Posts Tagged “United Potato Growers of Idaho”
A federal judge approved a $25 million settlement that completes one chapter of a five-year long antitrust battle over the nation’s potato market being manipulated by a potato cartel.
Consumers will get $5.5 million and grocers $19.5 million. Chief U.S. District Judge B. Lynn Winmill granted final approval of the settlement on December 14.

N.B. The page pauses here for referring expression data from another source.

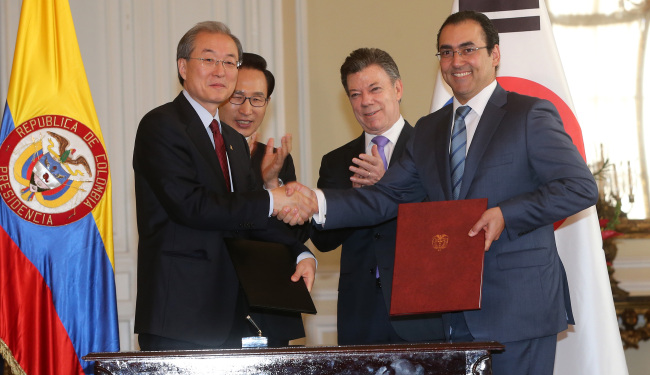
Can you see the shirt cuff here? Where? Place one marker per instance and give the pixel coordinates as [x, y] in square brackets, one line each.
[319, 217]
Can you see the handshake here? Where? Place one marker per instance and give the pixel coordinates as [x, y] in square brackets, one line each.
[294, 203]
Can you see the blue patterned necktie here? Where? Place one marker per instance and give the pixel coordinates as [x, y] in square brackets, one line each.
[381, 142]
[457, 150]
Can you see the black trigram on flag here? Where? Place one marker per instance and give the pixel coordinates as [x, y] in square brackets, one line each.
[505, 25]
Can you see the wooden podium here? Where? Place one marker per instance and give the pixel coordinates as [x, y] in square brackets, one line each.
[431, 359]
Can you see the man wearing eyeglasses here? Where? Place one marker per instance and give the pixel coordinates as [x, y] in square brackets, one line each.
[373, 85]
[194, 187]
[511, 149]
[244, 112]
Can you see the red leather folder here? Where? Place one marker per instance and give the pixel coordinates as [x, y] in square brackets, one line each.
[438, 266]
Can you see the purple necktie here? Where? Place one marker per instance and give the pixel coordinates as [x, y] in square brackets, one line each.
[381, 141]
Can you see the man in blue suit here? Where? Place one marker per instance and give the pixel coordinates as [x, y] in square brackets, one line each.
[518, 156]
[372, 82]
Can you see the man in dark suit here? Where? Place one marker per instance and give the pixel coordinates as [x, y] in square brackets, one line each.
[372, 82]
[244, 112]
[194, 187]
[519, 157]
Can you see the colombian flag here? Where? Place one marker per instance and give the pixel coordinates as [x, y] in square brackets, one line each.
[57, 284]
[530, 65]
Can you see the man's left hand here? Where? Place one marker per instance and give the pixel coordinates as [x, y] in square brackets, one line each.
[306, 269]
[273, 161]
[492, 223]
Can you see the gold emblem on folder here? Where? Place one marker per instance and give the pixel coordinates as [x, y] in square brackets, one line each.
[440, 241]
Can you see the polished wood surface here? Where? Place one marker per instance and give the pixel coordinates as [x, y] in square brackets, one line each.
[434, 359]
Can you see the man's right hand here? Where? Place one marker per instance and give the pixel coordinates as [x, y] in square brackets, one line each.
[294, 203]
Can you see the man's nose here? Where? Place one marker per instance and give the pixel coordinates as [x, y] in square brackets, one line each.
[246, 108]
[219, 69]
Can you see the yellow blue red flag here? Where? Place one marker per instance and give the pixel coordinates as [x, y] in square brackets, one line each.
[56, 248]
[530, 64]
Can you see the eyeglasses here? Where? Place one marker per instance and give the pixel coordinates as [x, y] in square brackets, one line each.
[256, 101]
[211, 63]
[448, 54]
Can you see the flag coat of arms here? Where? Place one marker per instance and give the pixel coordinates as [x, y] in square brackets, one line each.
[56, 248]
[530, 65]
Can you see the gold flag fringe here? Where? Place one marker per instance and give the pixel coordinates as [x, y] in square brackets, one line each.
[9, 359]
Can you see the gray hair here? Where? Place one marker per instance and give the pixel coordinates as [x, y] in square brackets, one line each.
[186, 44]
[362, 58]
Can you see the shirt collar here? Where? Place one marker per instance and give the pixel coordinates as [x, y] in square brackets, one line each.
[392, 134]
[479, 101]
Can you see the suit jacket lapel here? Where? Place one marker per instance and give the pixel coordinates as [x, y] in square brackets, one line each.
[487, 127]
[197, 133]
[238, 157]
[407, 130]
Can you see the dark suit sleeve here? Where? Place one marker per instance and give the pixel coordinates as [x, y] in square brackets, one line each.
[566, 184]
[331, 177]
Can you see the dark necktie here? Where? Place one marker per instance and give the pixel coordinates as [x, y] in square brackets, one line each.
[381, 142]
[457, 150]
[220, 148]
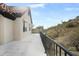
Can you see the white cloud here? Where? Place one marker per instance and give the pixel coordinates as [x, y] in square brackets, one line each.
[37, 5]
[71, 9]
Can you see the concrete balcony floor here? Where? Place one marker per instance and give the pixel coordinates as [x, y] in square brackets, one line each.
[31, 45]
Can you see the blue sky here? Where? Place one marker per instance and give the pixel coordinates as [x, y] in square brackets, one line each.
[51, 14]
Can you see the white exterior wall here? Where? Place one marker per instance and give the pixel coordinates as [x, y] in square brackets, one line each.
[13, 30]
[6, 30]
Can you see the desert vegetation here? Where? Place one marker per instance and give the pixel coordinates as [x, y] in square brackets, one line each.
[67, 34]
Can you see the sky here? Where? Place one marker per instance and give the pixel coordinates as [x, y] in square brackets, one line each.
[50, 14]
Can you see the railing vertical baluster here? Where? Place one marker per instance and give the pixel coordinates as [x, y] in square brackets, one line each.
[59, 51]
[65, 54]
[56, 50]
[46, 40]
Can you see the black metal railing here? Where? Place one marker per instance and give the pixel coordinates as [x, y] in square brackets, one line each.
[52, 48]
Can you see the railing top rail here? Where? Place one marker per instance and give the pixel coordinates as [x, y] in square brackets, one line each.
[63, 48]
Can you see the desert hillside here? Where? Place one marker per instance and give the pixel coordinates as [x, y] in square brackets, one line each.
[66, 34]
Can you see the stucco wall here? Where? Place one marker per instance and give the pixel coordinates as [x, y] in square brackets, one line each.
[18, 29]
[6, 30]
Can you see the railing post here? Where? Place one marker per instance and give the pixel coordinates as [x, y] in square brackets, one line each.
[59, 51]
[65, 54]
[56, 50]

Potato buyer Brigiotta’s Farmland Produce and Garden Center of Jamestown, NY filed the class action against the United Potato Growers of America (UPGA), United Potato Growers of Idaho (UPGI) and a long list of member and nonmember growers in 2010. The lawsuit, and another filed by Associated Wholesale Grocers in 2013, claims the defendants conspired to inflate the price of potatoes “in classic cartel behavior,” that the cartel used physical and nonphysical intimidation to get independent growers to join, that it used high-tech methods of surveillance and physical “flyovers” to monitor members, and that the successful campaign led to an 80 percent control of the market.
Idaho grower Albert Wada, of Wada Farms Group, allegedly spearheaded the campaign, founding the United Fresh Potato Growers of Idaho in 2004, later renaming it the United Potato Growers of Idaho. The organization’s purpose, as stated in its articles of incorporation, is to “stabilize potato prices and supplies in the state of Idaho and to work with similar cooperatives in other states having similar purposes,” according to the third amended complaint, a 107-page monster filed on Jan. 24, 2014.
United Potato Growers of America was founded in 2005 and is headquartered in Salt Lake City. Members pay dues from $10,000 to $500,000 based on acreage, according to the complaint. The “cooperatives” were formed in response to declining prices. Growers reduced the supply of potatoes, in part, by changing their contracts with customers, basing orders on a specific number of acres of potatoes to be grown instead of a specific quantity of potatoes.